Kenney Shelton Liptak Nowak LLP, Buffalo (Wendy A. Scott of counsel), for defendants-respondents-appellants.

Appeal and cross appeal from an order of the Supreme Court, Erie County (Joseph R. Glownia, J.), entered January 3, 2008 in a personal injury action. The order denied plaintiffs' motion for partial summary judgment and defendants' cross motion for summary judgment.

It is hereby ordered that the order so appealed from is unanimously affirmed without costs.

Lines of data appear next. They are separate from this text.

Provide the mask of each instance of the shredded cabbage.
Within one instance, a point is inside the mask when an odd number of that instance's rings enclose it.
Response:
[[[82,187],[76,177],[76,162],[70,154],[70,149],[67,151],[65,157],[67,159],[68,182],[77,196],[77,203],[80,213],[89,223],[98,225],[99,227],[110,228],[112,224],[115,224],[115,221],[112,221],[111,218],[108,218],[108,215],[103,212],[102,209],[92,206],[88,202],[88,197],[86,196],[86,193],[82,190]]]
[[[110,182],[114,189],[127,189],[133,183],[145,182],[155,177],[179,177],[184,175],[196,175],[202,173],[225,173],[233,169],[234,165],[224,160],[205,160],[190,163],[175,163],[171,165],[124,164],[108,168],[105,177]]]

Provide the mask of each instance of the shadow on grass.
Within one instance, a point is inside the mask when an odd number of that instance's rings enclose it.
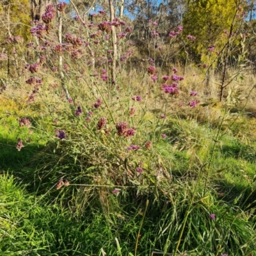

Memorandum: Plaintiffs commenced this Labor Law and common-law negligence action seeking damages for injuries sustained by Dennis R. Cromwell (plaintiff) when he fell from a ladder while attaching siding to rental property owned by defendants. Plaintiffs appeal and defendants cross-appeal from an order denying plaintiffs' motion for partial summary judgment on liability with respect to the Labor Law § 240 (1) claim and denying defendants' cross motion for summary judgment dismissing the complaint. We affirm. To be entitled to the protection of Labor Law § 240 (1), a plaintiff must "demonstrate that he [or she] was both permitted or suffered to work on a building or structure and that he [or she] was hired by someone, be it [the] owner, contractor or their agent" (Stringer v Musacchia, 11 NY3d 212, 215 [2008] [internal quotation marks omitted]; see Whelen v Warwick Val. Civic & Social Club, 47 NY2d 970 [1979]). It is well established that Labor Law § 240 (1) does not afford protection to volunteers (see Mordkofsky v V.C.V. Dev. Corp., 76 NY2d 573, 577 [1990]; Whelen, 47 NY2d 970 [1979]; Fuller v Spiesz, 53 AD3d 1093, 1094 [2008]), and here there is an issue of fact whether there was an agreement pursuant to which plaintiff was to perform a service in return for compensation, thus rendering him an employee rather than a volunteer (see Stringer, 11 NY3d at 215-216). Contrary to the further contention of defendants, Supreme Court properly denied those parts of their cross motion for summary judgment dismissing the Labor Law § 200 claim and common-law negligence cause of action. Even assuming, arguendo, that defendants met their initial burden by establishing that they did not supervise or control plaintiff's work and that they lacked actual notice of the alleged dangerous condition, we conclude that they failed to establish that they lacked constructive notice of that alleged condition (see generally Fuller, 53 AD3d at 1095). Present—Scudder, P.J., Hurlbutt, Martoche, Smith and Centra, JJ.